Wednesday, January 4, 2012

Mid-winter Musings

Fairfield County is now firmly in the grips of winter.  The truck thermometer read 22 degrees Fahrenheit when I did my chores this morning at the barn.  A light dusting of snow covers the ground, and the horses are very glad to be out of their stalls now that the ground is frozen (they tear up too much pasture when things are muddy and therefore have to stay in the barn until the ground is frozen.)  Just last weekend, Tristan, Chuck, Leo the fat Labrador and I were shooting pheasants in fifty degree weather at Federal Valley.  We bagged six birds, missed two embarrassingly easy shots, and watched one beautiful cock bird glide into the treeline when Leo got excited and galumphed out of range.  It was a good day with lunch at the local ma and pop restaurant, Cardhu, and Dominicanas.  The slower pace of mid-winter life in the countryside always calls me to consider those things that are truly important, and this year is no departure from that rule.

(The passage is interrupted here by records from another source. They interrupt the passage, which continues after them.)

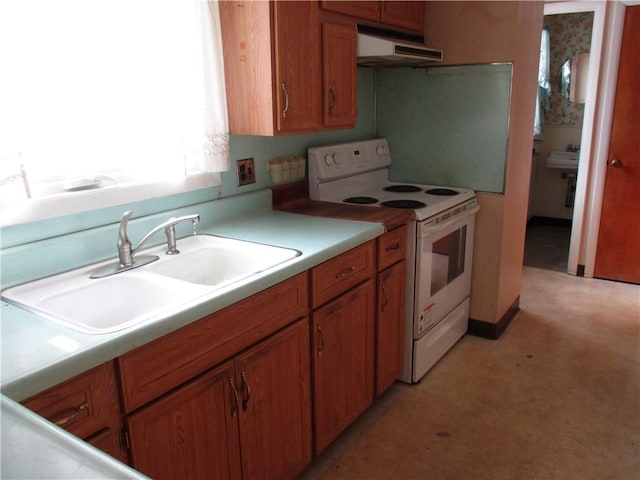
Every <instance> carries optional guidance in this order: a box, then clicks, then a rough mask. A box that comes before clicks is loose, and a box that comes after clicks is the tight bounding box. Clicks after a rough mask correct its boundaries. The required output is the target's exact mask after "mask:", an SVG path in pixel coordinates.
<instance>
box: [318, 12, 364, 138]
mask: <svg viewBox="0 0 640 480" xmlns="http://www.w3.org/2000/svg"><path fill="white" fill-rule="evenodd" d="M356 50H357V37H356V27H355V25H337V24H334V23H327V22H325V23H323V24H322V62H323V67H324V68H323V73H322V76H323V92H324V125H325V126H327V127H345V126H353V127H355V125H356V120H357V117H358V112H357V104H358V98H357V93H356V90H357V85H358V71H357V65H356V55H357V53H356Z"/></svg>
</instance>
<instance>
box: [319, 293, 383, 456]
mask: <svg viewBox="0 0 640 480" xmlns="http://www.w3.org/2000/svg"><path fill="white" fill-rule="evenodd" d="M374 309H375V288H374V285H373V280H368V281H367V282H365V283H363V284H361V285H360V286H358V287H356V288H354V289H353V290H350V291H348V292H346V293H344V294H343V295H341V296H339V297H338V298H336V299H335V300H333V301H331V302H329V303H328V304H326V305H325V306H323V307H321V308H319V309H318V310H316V311H315V312H314V313H313V323H312V328H313V353H314V357H313V372H314V376H313V383H314V420H315V451H316V453H320V452H321V451H322V450H324V449H325V448H326V447H327V446H328V445H329V443H331V442H332V441H333V440H334V439H335V438H336V437H337V436H338V435H339V434H340V433H341V432H342V431H343V430H344V429H345V428H346V427H347V426H348V425H349V424H350V423H351V422H353V421H354V420H355V419H356V418H357V417H358V415H360V414H361V413H362V412H363V411H364V410H365V409H366V408H367V407H368V406H369V405H371V403H372V401H373V364H374V341H375V338H374V320H375V318H374V316H375V310H374Z"/></svg>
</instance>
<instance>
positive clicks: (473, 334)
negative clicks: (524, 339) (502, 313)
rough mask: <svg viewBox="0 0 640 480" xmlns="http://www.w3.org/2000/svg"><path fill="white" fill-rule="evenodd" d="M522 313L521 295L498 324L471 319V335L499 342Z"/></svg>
mask: <svg viewBox="0 0 640 480" xmlns="http://www.w3.org/2000/svg"><path fill="white" fill-rule="evenodd" d="M519 311H520V295H518V298H516V300H515V301H514V302H513V303H512V304H511V306H510V307H509V308H508V309H507V311H506V312H505V314H504V315H503V316H502V318H501V319H500V320H499V321H498V323H491V322H485V321H482V320H474V319H473V318H470V319H469V333H470V334H471V335H475V336H476V337H483V338H489V339H491V340H497V339H498V338H500V336H501V335H502V334H503V333H504V331H505V330H506V329H507V327H508V326H509V324H510V323H511V320H513V317H515V316H516V314H517V313H518V312H519Z"/></svg>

Monday night, Kathy Heim (our organist) conspired with me to offer evensong at the church.  It is a fitting service for the countryside in mid-winter.  After the sentences and confession, we proceeded directly to Phos hilaron by Robert Bridges and Louis Bourgeois, The lessons from the Feast of the Circumcision were answered by Crotch's Mag and Whitneys's paraphrase of the Nunc set to Orlando Gibbons' Song 1.  There was enough plainsong, simplified Anglican chant, and incense for even me, but the most amazing thing about this lovely service was its spontaneity.  I was in the throes of laryngitis, and so was unable to sing or read my accustomed parts.  Kathy chanted, Ivan led the canticles, Frankie and Ann read the lessons, Ivan and Kathy offered thoughts on the lessons, Paul led the state and church prayers,  Ivan offered those prayers requested by members of our congregation, and I merely received the gift of worship from my friends.  I was helpless in a sense, but through my friends, I met God.  The liturgy was truly the work of the people here at Saint John's, and the experience got me thinking about what might be.

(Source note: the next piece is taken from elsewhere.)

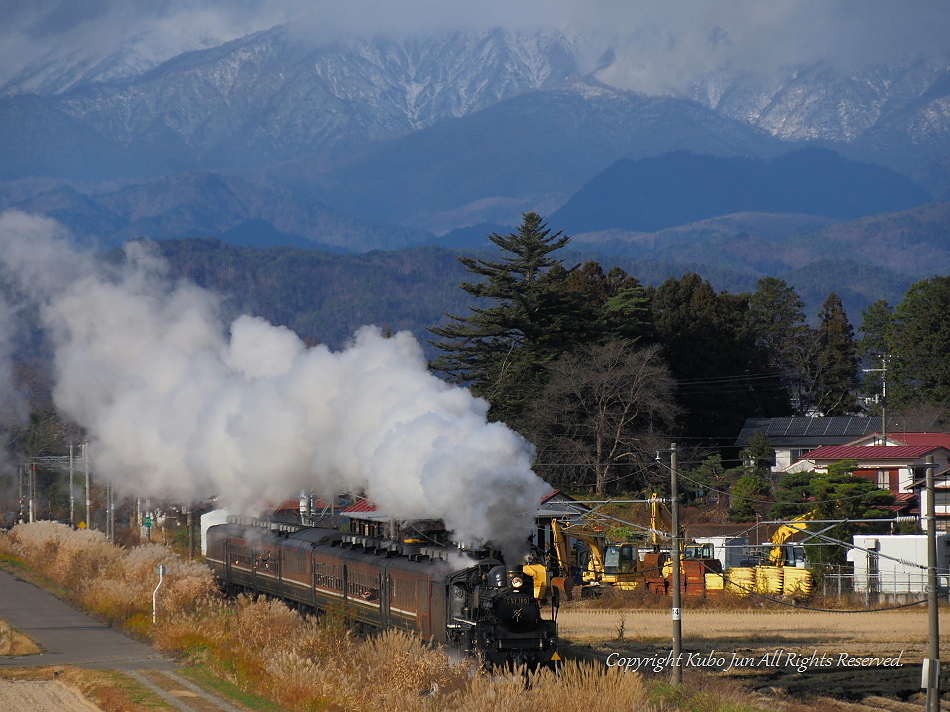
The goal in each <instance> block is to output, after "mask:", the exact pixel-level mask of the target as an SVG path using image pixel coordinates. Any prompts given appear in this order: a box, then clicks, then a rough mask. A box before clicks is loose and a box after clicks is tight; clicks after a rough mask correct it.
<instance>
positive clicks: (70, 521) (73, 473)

Imagine a place where the Holy Communion was the basis of our life together.  What would it be like for the ancient devotional societies of the church to cooperate in prayer with the more functional modern mission agencies which labour in our parish?  Could it be possible that evangelical commitment to study God's Word might be blended with the devotional practices of the church catholic such as confession and stations?  Could the personal devotional practices of the modern west be coupled with fasting and the disciplines of another age and another part of the world?  And could God, would God, work through such a mix to send his people out in the power of the Holy Spirit to 'preach good tidings unto the meek, bind up the brokenhearted, proclaim liberty to the captives, and the opening of the prison to them that are bound; to proclaim the acceptable year of the Lord, and the day of vengeance of our God; to comfort all that mourn; to appoint unto them that mourn in Zion, to give unto them beauty for ashes, the oil of joy for mourning, the garment of praise for the spirit of heaviness; that they might be called trees of righteousness, the planting of the Lord, that he might be glorified.' (Isaiah lxi. I)? 

These are the sorts of things I think about in mid-winter.  Perhaps in the days to come, God will unite our hearts to see such a miraculous fulfillment of the prophesies of Isaiah.